Vejo cada vez mais que os adolescentes são abertos às novas experiências e quando apresentamos certas leituras, alguns, não todos, ficam muito curiosos com os livros apresentados. Temos que levar algumas coisas em consideração. Alguns professores acreditam que a grande literatura é a única válida para os alunos, então, jovens que leem Harry Potter, Crepúsculo etc., estão “perdendo seu tempo”. Conheço pessoas que começaram por esses livros e hoje são formadas em Letras. Alguns pais chegam até nós querendo dicas de como fazer com que seus filhos leiam mais, eu pergunto se os próprios pais leem em casa, se seus filhos os veem lendo.
Se pararmos para refletir, colocamos uma carga imensa nos ombros dos jovens como se eles fossem os responsáveis por tudo e não é bem assim. Há professores que, ao invés de encantar os alunos, afastam, ou porque perderam o encanto e não leem mais ou somente o fazem esporadicamente ou porque seu orgulho acha que só certos livros podem fazer parte do hall dos livros “legíveis”. Pais exigem que seus filhos leem mas eles mesmos não dão o exemplo.
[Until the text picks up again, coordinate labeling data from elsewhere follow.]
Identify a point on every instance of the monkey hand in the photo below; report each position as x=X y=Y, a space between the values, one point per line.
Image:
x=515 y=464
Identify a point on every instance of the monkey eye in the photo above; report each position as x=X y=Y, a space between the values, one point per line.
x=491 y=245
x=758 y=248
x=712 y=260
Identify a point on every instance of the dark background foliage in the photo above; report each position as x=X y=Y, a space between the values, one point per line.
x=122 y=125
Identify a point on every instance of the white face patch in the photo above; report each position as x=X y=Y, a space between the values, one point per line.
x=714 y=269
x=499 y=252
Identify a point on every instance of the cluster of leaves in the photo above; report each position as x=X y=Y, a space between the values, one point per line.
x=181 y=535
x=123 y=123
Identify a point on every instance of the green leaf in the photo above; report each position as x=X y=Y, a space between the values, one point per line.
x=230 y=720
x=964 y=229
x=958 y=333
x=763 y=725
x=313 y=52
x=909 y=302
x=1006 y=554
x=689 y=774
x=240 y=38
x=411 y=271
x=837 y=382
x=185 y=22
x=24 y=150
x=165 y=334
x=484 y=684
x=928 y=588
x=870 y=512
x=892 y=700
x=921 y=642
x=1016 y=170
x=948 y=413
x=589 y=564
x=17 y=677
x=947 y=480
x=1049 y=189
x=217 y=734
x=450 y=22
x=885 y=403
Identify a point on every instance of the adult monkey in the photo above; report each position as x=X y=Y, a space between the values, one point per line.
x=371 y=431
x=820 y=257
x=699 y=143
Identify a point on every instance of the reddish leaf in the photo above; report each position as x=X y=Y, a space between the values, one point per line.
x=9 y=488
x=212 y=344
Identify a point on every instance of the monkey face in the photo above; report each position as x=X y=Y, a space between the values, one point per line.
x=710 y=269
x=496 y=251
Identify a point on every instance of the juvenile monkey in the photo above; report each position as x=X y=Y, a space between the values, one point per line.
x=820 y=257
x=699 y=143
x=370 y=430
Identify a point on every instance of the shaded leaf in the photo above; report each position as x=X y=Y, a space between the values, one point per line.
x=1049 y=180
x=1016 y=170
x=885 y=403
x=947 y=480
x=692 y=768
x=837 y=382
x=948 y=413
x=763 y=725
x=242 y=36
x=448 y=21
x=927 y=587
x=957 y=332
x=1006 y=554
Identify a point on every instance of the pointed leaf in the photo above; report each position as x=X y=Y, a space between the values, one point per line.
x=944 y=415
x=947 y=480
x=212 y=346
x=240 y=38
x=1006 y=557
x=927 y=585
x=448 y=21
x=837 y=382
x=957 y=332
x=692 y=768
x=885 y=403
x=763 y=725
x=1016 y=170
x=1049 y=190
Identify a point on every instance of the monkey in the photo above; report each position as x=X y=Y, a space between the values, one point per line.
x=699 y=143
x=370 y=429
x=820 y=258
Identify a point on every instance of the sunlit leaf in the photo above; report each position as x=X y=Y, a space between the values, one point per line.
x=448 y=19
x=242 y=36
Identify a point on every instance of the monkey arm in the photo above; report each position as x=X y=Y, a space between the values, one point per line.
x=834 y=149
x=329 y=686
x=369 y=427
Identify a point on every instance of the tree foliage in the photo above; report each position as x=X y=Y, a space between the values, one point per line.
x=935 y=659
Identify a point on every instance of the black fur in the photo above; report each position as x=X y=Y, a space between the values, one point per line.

Até entendo que certos pais não tenham o hábito da leitura, o acesso às melhorias na educação são muito recentes, ainda hoje existem escolas sem livros, quanto mais na época dos pais desses alunos, além do mais, muitos deles não tiveram a oportunidade de estudar ou estudaram naquela época em que até a quarta ou oitava série já era suficiente e quando eles vêm até nós querendo saber como fazer com que os filhos leiam mais, eles querem um futuro diferente para seus filhos.
Os professores têm um papel fundamental nesse processo, e não somente o de português. Levar livros para a sala, falar sobre o enredo, deixar os alunos curiosos, falar de séries que foram baseadas em livros que os alunos, porventura nem sabiam, ou se sabiam, estabelecer um diálogo com eles e com os que não sabiam, enfim, são muitas atividades que podemos fazer para estimular a leitura, se vão dar certo só o tempo vai dizer, mas vale a pena pagar o preço, e não nos enganemos, também não vamos resolver tudo em um passe de mágica, só com muito trabalho e confiança no nosso próprio trabalho. Eu como sou um entusiasta da leitura, vejo que a nova geração se interessa sim pela leitura, muitos só não sabem por onde começar, entram na biblioteca e não sabem o que escolher, quando pegam um e não gostam, deixam para lá, mas não podemos desistir, podemos oferecer outro, pois nesse universo vai haver um que ele vai gostar, para isso o professor não pode parar de ler, isso é fundamental.
Ananias E. de Oliveira nasceu em Mari, tem 38 anos, é professor de Língua Portuguesa do Estado da Paraíba, já lecionou Inglês e Espanhol. Formado em Letras pela Universidade de São Paulo em Língua Portuguesa e Língua Espanhola e formado em Filosofia pela Universidade Federal da Paraíba, é autor do livro de poesias Olhos lançado em 2019.